Contact info for Sweet Valley High re-release complaints

Several bloggers have written about the re-release of the Sweet Valley High series, decrying that the “perfect size 6″ twins of the 1980s have now been whittled into a “perfect size 4.”
Writes the blog Gawker:
It seems kids in the 80s lived by totally fat standards. Also, Sweet Valley High students now have their own anonymous blog, presumably to hatefully bully the fattest of their classmates.
Fillyjonk at Shapely Prose also chimed in:
After all, you’ve got to up the ante sometimes or girls get complacent. We can’t have the size sixes thinking they’ve achieved perfection — you can’t even get a modeling gig at that size, you cow!
And a different perspective from Mo at Big Fat Deal:
My first reaction was, indeed, to feel indignant and infuriated. But now that I think about it, really, it doesn’t make much of a difference. Elizabeth and Jessica were always “perfect” in a way that I found it impossible to relate to, and the fact that their bodies were “perfect” was no small part of that.
The comments are all spot-on and I don’t have much else to add other than the sound of my head repeatedly banging the desk in frustration. But I do have this to add – contact information.

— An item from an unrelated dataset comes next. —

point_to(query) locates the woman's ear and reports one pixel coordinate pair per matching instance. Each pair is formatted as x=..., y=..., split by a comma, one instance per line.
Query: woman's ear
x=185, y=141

The series is being re-released by Knopf Delacorte Dell, a division of Random House Children’s Books. Send an email to Random House Children’s Books customer service here or to the following email addresses:
knopfpublicity@randomhouse.com
ecustomerservice@randomhouse.com
Parent company info:
Random House, Inc.
1745 Broadway
New York, NY 10019
(212) 782-9000
Noreen Marchisi is the publicity manager overseeing the series. She can be reached at nmarchisi@randomhouse.com or by mail at Publicist Random House Children’s Books 1745 Broadway, 10-1 New York, NY 10019. Kathy Dunn is the publicist and her email is kdunn@randomhouse.com.
Helpful tips on how to structure letters of complaint can be found here. Keep in mind, these folks probably aren’t the decision makers and it isn’t constructive to yell at them. Politeness – and conciseness – goes a long way.